Zum 7.Mal veranstaltete die Sportstiftung Biniok ihr schon bekanntes und beliebtes Fußball-Zeltlager in der Sportschule Steinbach.
Der Leiter der Fußballschule, Egon Koch, organisierte wieder die 4 Tage und es standen ihm mit Marcus Reich, Pius Tisch, Sascha Steimel und Philipp Kopf kompetente Trainer und Betreuer zur Seite.
3 Mädchen und 21 Jungen im Alter von 9-14 Jahren fanden in der Sportschule ideale Bedingungen vor; auch das Wetter spielte mit, denn es war nicht zu heiß und es regnete auch nicht.
Die Trainer legten natürlich viel Wert auf ein abwechslungsreiches Technik-Training und auf altersgemäße Spielformen. Besonderen Wert legte man auf beidfüßige Ballbehandlung und auf das Schusstraining.
Das Programm wurde in der Freizeit ergänzt durch den Wettbewerb „Supersportler“, bei dem die Teilnehmer Übungen aus der Leichtathletik, aus dem Tennis, dem Golfen, dem Basketball, der Gymnastik, der Beweglichkeit und natürlich aus dem Fußball erfüllen mussten.

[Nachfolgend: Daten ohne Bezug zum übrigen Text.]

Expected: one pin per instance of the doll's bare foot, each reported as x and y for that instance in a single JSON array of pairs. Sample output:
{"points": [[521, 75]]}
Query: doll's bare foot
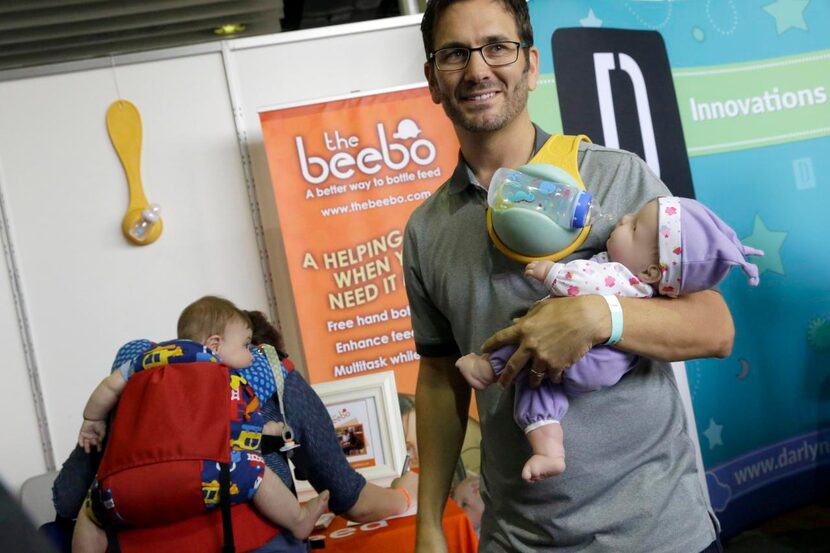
{"points": [[310, 512], [538, 269], [476, 369], [548, 453]]}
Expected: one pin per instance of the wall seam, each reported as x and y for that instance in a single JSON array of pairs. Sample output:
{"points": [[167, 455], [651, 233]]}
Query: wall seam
{"points": [[25, 332], [253, 202]]}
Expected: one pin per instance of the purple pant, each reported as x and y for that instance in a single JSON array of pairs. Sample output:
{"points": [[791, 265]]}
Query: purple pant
{"points": [[600, 368]]}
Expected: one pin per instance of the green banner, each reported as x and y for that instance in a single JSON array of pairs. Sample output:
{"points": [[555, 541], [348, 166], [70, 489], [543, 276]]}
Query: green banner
{"points": [[734, 107]]}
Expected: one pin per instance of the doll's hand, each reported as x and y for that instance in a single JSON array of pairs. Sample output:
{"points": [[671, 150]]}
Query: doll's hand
{"points": [[476, 370], [538, 270], [92, 434]]}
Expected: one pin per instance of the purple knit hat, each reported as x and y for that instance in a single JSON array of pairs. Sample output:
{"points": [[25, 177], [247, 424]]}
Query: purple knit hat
{"points": [[696, 248]]}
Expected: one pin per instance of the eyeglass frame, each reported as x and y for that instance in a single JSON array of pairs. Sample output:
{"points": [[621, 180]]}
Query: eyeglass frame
{"points": [[520, 44]]}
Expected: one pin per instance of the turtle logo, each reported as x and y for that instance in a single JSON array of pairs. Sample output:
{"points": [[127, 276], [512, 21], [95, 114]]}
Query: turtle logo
{"points": [[407, 128]]}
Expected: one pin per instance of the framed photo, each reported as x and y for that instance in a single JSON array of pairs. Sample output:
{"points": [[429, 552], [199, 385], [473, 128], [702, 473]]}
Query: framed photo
{"points": [[366, 417]]}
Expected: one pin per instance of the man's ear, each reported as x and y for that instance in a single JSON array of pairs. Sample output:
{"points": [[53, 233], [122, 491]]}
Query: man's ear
{"points": [[651, 275], [533, 68], [214, 343], [429, 73]]}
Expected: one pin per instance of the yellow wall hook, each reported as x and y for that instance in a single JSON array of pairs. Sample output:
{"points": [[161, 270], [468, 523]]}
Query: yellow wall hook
{"points": [[142, 224]]}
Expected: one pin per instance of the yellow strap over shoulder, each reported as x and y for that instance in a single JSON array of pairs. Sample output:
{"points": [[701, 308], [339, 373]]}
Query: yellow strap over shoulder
{"points": [[560, 150]]}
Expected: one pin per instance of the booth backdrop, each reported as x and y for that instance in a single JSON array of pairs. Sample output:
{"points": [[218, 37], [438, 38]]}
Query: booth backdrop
{"points": [[751, 81]]}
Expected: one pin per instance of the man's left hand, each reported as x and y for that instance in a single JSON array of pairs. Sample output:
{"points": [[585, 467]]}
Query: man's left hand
{"points": [[555, 334]]}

Dabei zeigten sie erstaunliche Fähigkeiten und Leistungen und bewiesen, dass sie nicht nur „kicken“ können. Der Lohn waren natürlich interessante Preise.
Im Programm inbegriffen waren auch Besuche von erwachsenen Sportlern, die sich dann mit den jungen Teilnehmern unterhielten und auch bei den Übungen mitmachten. So kam z.B. der in der Region bekannte Trainer Johannes Hurle, der ehemalige Bundesligaschiedsrichter Bernhard Zerr und ein Spieler vom SV Bühlertal, Samuel Anastasiadis. Samuel trainierte als Grundschüler jahrelang bei Egon Koch montags in der Fußballschule, bevor er dann 5 Jahre beim KSC bis zur A-Jugend spielte.
Natürlich wurden zum Abschluss des Trainings auch die müden Beine noch einmal im angrenzenden Schwimmbad bewegt.
Am letzten Tag kamen dann zu einem Training die Eltern und Verwandten, bei dem die Mädchen und Jungen zeigen konnten, was sie gelernt hatten.
Eine freudige Überraschung war, als der Vorsitzende der Sportstiftung, Heinz Biniok, aus Anlass des 20-jährigen Bestehens der Stiftung, den Eltern einen Teil der Anmeldegebühr zurück erstattete.
Die letzte Nacht war dann sehr warm und alle, aber wirklich alle, brachten ihre Matten und Schlafsäcke auf den Sportplatz und keiner schlief im Zelt, sondern unter dem Sternenhimmel! Ein Erlebnis, das die Kinder und Jugendlichen nie vergessen werden!
Auf die Frage bei der Abschlussbesprechung „Was hat euch besonders in den 4 Tagen gefallen?“ antworteten fast alle, das abwechslungsreiche Training, die neuen Spielformen, dass sie sich verbessert haben und natürlich…..das gute Essen in der Sportschule!!!